Nothin' Feels Better Than Blood on Blood


Today’s formative-album replay: Bruce Springsteen Nebraska. It’s true what they say about this record: It really is Bruce’s best. But why? What is it about this clutch of housebound demos, mostly recorded in a single day in 1982 on a four-track tape deck, that sets them apart from the rest of the Boss’s catalog?

I’ve been challenged lately to explain what the music I love has in common, and my readiest answer is harmony—the vivid, distinctive ways the chords go together, basically. But is that really the whole story? One of the most formative periods for my taste was an obligatory high school folk period, and accordingly there is a lot of music I love deeply in a variety of genres, from country to pop to rock to hymns, that is utterly undistinguished harmonically. Can I explain why the hack ’50s progression of the Del-Vikings’ “Come Go With Me” tears my heart out? Why the two chords of Dylan’s “Drifter’s Escape” or U2’s “Three Sunrises” or Nappy Brown’s “Piddly Patter Patter,” to pull a few favorites off the top of my head, are more than enough to create rich, rangy sound worlds I love to visit?
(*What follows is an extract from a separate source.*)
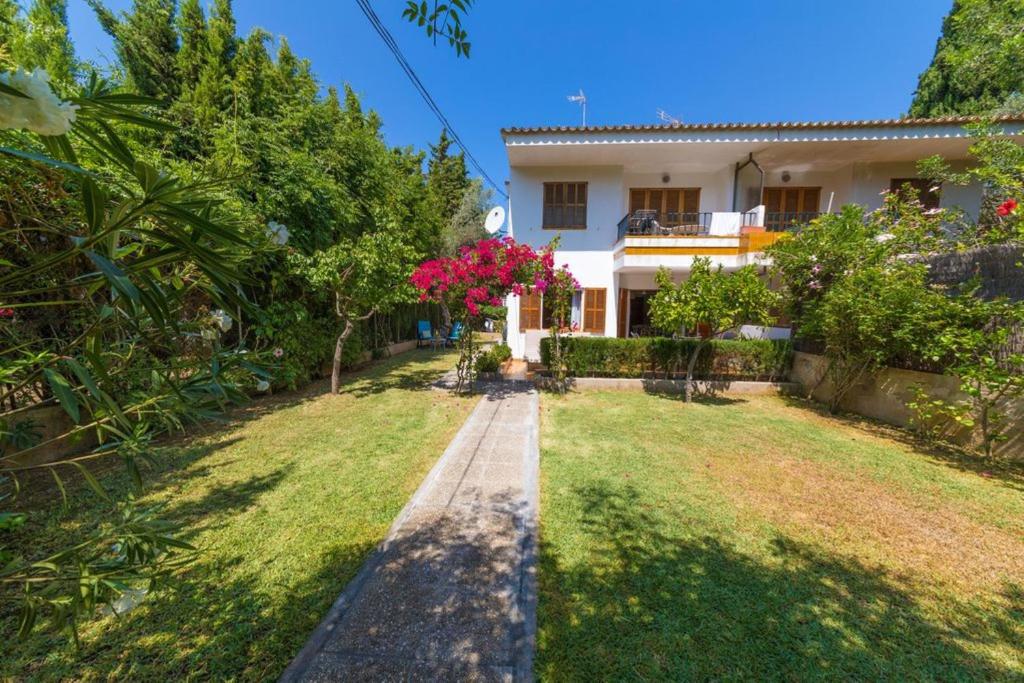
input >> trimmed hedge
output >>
[541,337,793,381]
There’s no accounting for tastes, is one answer. Another is that harmonic interest must not be everything to me. To expect to live on a spice-only diet would be insane, and sometimes I just crave a burger, y’know? Another way to put this may be in terms of visual art or prose: Not every painter is going to ceaselessly find new colors or forms, nor every novelist hit their peak by reaching for innovations in language (by that standard, Finnegan’s Wake would be the greatest book of all time). Sometimes, in fact quite often, it is what an artist can express with the simplest tools at hand that defines their genius, and the simplicity and directness of those tools is inseparable from their greatness. If chords are colors, why can't a song be great in the musical equivalent of black-and-white? That’s certainly what’s behind the genius of Dylan’s John Wesley Harding, and indeed most (but not all!) of his best work, and it is part of what I was talking about when I recently tried to account for the extraordinary power of seemingly unprepossessing songs by him and Leonard Cohen, who by his own admission only knew about four or five chords.


Which brings us back to Bruce and Nebraska. In general I find Springsteen more admirable than lovable, with an undeniable knack for elaborate self-mythologizing that verges on shtick and a tendency toward bellowing bombast which can be alternately endearing and tiresome—honestly, at his worst he sounds to me like a country singer who wishes he were in a metal band, or maybe vice versa. At his rocking best, I hear him in the distinguished line of guitar songsmiths a la Chuck Berry or John Fogerty rather than the Dylan/Prine/Waits vein he seems to have often brushed close to; I find most of his would-be Guthrie narratives frankly boring.


It is on Nebraska that he distilled a brew distinctly his own, and all the more impressively by doing so in very well worn folk/rock territory. Almost all the songs make do with three or four chords, tops, mostly picked on an acoustic guitar, lightly seasoned with harmonica. The key is his vocals, I think—with few exceptions they are delicate, rough, exposed, often tentative, with few traces of the Bruce bellow, just as Elvis’s Sun Sessions show little warning of the self-parody he would become—and they in turn match the overall bareness of the sound, which perfectly serves the open landscapes and impoverished lives he limns in the songs. (The midnight-train claustrophobia of “Atlantic City” is a notable and utterly convincing exception.)


It is not primarily material poverty that gnaws at these characters, though: There is a reason that the whole album seems to build to the exquisite, guilty anguish of the penultimate song, “My Father’s House,” a ghostly waltz with a mesmerizing grip that tightens inexorably until it just lets it go with gasping suddenness, like a dying man suddenly closing his eyes on the image of the house “shining ’cross the dark highway where our sins lie unatoned.” I get chills just thinking about it, and that’s a place beyond the reaches of harmony.